Iwona Świątkiewicz, Przemysław Magielski, Marek Woźnicki, Joanna Gierach, Mirosław Jabłoński, Tomasz Fabiszak, Marek Koziński, Adam Sukiennik, Agata Bronisz, Jacek Kubica
DOI: 10.33963/v.kp.78945
Kardiol Pol 2012;70(4):329-340.

Abstract

Background: Post-ST-segment elevation myocardial infarction (STEMI) left ventricular systolic dysfunction (LVSD) has been identified as an important marker of poor prognosis.
Aim: To assess the prevalence and course of LVSD at hospital discharge and in long-term follow-up in STEMI patients treated with primary percutaneous coronary intervention (pPCI).
Methods: We enrolled 205 patients (157 male, 48 female) with a first STEMI. Echocardiography was performed before hospital discharge and 12 months after STEMI. Left ventricular systolic function (LVSF) parameters were assessed: left ventricular ejection fraction (LVEF), wall motion score index (WMSI), and average peak systolic mitral annular velocity (S′) by tissue Doppler echocardiography (TDE). B-type natriuretic peptide plasma concentration was measured at admission (BNPadmission) and at discharge (BNPdischarge).
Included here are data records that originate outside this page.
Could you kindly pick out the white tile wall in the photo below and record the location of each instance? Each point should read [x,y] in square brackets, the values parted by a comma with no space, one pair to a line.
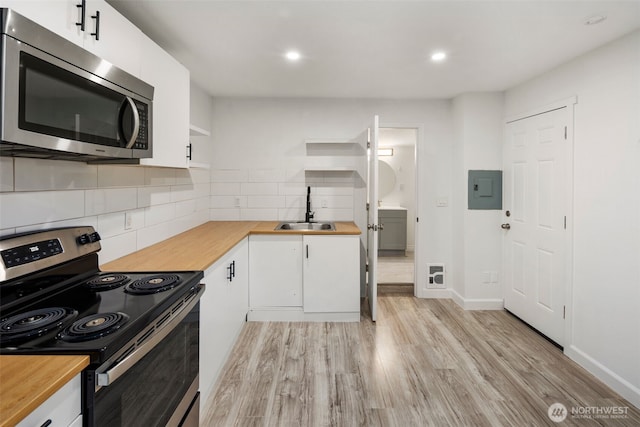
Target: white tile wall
[26,208]
[162,202]
[268,194]
[149,196]
[120,176]
[110,200]
[38,175]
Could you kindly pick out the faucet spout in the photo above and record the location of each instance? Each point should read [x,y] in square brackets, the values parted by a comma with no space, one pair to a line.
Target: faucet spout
[308,215]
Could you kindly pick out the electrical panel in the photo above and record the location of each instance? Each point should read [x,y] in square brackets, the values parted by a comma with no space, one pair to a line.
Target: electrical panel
[485,190]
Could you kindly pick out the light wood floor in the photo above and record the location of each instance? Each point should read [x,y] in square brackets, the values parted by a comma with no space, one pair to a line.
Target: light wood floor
[424,363]
[396,269]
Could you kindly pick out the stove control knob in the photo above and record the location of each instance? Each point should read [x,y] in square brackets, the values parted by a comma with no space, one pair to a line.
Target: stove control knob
[85,239]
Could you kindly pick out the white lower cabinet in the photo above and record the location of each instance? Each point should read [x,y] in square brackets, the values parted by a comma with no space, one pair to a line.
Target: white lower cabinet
[304,278]
[223,312]
[275,271]
[61,409]
[331,274]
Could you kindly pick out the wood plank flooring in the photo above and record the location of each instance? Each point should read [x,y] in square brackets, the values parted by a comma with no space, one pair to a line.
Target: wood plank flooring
[424,363]
[396,269]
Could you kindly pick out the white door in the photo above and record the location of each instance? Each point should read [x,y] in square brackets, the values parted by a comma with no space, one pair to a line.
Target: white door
[372,220]
[535,209]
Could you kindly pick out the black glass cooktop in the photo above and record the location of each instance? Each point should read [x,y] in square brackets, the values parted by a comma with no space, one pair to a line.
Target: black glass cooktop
[95,315]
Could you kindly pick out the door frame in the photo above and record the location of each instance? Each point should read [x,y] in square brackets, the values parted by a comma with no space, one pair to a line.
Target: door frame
[569,104]
[419,127]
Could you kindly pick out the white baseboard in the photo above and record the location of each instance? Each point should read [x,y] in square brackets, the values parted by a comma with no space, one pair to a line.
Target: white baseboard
[604,374]
[287,314]
[477,303]
[435,293]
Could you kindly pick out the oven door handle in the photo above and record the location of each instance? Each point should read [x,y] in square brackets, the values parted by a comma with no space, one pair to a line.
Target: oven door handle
[108,377]
[136,120]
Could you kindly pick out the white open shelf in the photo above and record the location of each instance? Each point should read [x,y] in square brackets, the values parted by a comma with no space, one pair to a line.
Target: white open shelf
[330,169]
[329,141]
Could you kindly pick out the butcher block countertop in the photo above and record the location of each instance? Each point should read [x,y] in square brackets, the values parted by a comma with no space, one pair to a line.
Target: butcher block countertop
[27,381]
[200,247]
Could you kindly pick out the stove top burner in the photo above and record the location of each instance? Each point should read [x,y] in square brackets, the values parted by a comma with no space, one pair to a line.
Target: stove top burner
[34,323]
[93,327]
[105,282]
[153,284]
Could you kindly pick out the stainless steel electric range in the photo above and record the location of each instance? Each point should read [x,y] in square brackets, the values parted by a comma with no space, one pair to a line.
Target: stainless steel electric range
[139,329]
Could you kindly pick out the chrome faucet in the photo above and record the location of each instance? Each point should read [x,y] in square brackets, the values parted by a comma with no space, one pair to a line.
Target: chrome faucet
[308,215]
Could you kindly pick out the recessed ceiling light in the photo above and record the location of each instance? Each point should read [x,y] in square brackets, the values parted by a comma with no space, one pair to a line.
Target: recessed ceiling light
[594,19]
[293,55]
[438,56]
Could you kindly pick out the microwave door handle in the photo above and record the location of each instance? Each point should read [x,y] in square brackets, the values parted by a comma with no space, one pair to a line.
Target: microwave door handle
[136,121]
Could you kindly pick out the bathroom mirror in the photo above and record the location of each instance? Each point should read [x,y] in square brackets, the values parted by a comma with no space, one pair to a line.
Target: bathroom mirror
[386,179]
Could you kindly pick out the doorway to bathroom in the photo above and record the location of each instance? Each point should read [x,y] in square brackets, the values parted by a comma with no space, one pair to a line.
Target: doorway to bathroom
[397,205]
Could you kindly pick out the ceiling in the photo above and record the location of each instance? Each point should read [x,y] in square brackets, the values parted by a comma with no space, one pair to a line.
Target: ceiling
[374,49]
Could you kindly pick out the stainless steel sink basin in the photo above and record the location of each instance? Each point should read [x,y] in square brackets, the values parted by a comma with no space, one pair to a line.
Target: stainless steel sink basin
[316,226]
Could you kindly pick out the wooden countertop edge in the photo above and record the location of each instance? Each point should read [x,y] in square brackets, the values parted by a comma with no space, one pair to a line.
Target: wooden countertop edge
[28,381]
[200,247]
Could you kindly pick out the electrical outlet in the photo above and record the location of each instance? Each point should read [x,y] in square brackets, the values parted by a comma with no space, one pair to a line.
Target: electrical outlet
[128,220]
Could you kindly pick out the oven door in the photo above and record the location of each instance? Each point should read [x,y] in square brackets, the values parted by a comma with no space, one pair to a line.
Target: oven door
[50,104]
[159,389]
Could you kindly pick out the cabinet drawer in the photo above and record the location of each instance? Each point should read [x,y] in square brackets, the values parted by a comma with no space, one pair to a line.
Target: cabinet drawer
[62,408]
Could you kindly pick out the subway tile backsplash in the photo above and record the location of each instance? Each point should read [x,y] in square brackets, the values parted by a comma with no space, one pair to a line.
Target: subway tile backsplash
[267,194]
[161,202]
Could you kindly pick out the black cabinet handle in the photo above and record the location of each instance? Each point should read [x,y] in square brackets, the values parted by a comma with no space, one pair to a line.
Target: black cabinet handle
[97,18]
[83,7]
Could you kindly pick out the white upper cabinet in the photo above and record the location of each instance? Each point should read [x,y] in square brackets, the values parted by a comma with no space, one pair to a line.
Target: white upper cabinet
[112,37]
[59,16]
[107,34]
[170,80]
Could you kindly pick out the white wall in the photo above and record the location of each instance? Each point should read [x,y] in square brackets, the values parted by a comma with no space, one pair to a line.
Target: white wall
[605,301]
[260,154]
[38,194]
[477,237]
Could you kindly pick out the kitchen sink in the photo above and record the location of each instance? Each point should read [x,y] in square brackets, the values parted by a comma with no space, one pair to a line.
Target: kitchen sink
[316,226]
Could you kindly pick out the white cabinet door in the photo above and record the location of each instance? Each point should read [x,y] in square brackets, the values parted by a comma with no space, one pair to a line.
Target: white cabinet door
[221,314]
[118,40]
[331,274]
[62,408]
[200,148]
[59,16]
[238,286]
[275,271]
[170,80]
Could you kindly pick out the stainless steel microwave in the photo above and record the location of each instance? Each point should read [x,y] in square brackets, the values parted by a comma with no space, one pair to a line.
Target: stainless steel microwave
[60,101]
Results: We found moderate LVSD, both at hospital discharge and after 12 months. Significant global LVSD (LVEF ≤ 40%) was observed in 34% of patients at discharge, and 21% after 12 months (p < 0.001). Significant regional LVSD (WMSI ≥ 1.7) after 12 months was less frequent than at discharge (21% vs 33%; p < 0.001). More patients had significant longitudinal LVSD (S′ ≤ 6.0 cm/s) after 12 months compared to discharge (28% vs 23%; p < 0.001). Severe global LVSD (LVEF ≤ 30%) was rare. Univariate logistic regression analysis revealed the predictors of significant global LVSD at 12 months after STEMI to be: anterior location of STEMI; pre-discharge echocardiographic parameters of LVSF and left ventricle size and mass; prepPCI angiographic indices; ratio of the difference of BNPdischarge and BNPadmission to BNPadmission expressed as % (BNPdelta %); time from onset of pain to balloon, and the use of abciximab. Multivariate logistic regression analysis found independent predictors of significant global LVSD at 12 months to be: BNPdelta % and LVEF at discharge with optimal cut-off values of 728.2% for BNPdelta % and 37% for LVEF.
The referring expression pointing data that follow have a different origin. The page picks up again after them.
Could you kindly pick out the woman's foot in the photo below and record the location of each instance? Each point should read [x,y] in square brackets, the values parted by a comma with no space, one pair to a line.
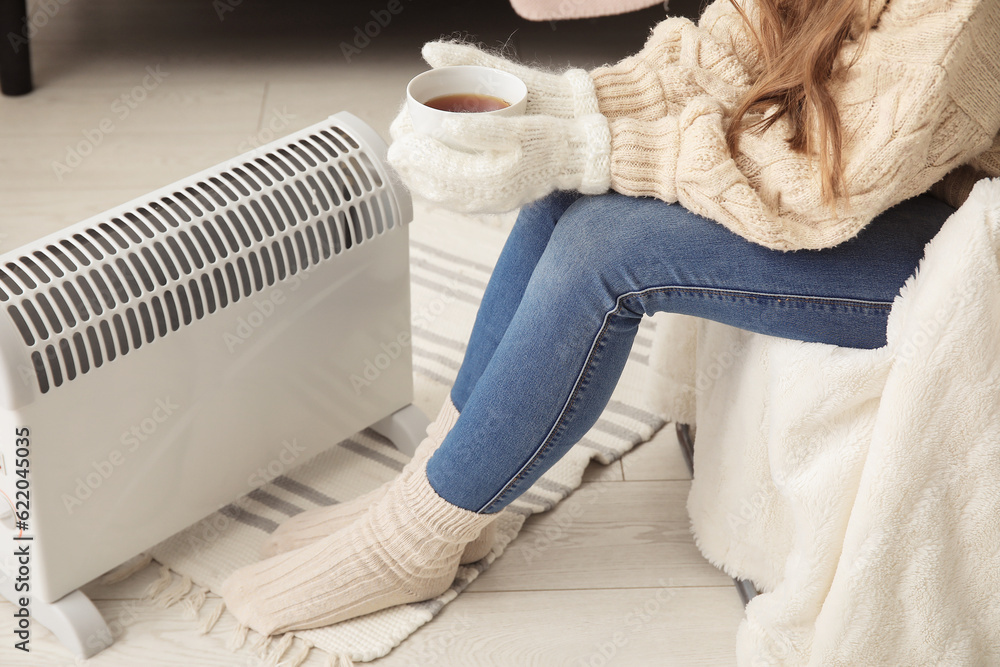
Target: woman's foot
[406,548]
[315,524]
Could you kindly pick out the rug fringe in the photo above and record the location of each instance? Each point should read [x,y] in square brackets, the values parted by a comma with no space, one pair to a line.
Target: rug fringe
[126,570]
[194,602]
[238,638]
[161,584]
[212,619]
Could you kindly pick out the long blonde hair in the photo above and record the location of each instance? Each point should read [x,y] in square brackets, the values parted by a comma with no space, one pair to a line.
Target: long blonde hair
[800,41]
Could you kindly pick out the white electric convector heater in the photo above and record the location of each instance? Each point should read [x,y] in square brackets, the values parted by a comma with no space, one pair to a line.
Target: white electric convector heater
[163,354]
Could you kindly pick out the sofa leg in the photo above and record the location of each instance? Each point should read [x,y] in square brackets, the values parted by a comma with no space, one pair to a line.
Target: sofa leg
[15,61]
[685,437]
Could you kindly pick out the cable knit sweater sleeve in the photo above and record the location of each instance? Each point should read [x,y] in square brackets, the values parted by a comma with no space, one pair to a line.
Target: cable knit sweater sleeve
[920,101]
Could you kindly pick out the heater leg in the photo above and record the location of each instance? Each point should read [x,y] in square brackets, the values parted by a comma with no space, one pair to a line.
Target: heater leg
[73,619]
[406,427]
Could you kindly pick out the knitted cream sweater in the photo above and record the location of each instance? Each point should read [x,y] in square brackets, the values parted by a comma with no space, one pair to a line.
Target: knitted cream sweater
[922,100]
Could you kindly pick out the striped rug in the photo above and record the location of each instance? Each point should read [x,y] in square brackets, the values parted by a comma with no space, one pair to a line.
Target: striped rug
[451,260]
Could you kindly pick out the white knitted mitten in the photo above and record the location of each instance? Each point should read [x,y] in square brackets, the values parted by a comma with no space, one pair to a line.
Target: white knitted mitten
[566,95]
[494,164]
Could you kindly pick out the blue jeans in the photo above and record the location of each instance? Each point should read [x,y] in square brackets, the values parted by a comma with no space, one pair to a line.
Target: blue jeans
[575,277]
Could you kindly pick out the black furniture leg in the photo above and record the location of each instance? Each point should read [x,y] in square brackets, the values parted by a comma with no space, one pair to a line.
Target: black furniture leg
[745,588]
[15,62]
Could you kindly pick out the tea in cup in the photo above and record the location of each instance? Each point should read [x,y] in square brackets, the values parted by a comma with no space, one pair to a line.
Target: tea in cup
[437,94]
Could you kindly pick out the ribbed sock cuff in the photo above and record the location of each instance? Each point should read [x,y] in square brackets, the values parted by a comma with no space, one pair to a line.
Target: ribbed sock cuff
[443,519]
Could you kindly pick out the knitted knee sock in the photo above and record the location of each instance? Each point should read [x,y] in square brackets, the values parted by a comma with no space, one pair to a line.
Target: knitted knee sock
[315,524]
[404,549]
Conclusions: Patients with a first STEMI treated with pPCI present moderate LVSD, both at hospital discharge and after 12 months. In long-term follow-up, we found an improvement in global LVSF, and, albeit a smaller, improvement in regional LVSF. No improvement in longitudinal LVSF was observed. The increase of BNP during hospitalisation, and LVEF at discharge, are independent predictors of significant global LVSD at 12 months after a first STEMI treated with pPCI. Pre-discharge peak systolic mitral annular velocity obtained by TDE may be useful in predicting LVEF in long-term follow-up in this group of patients.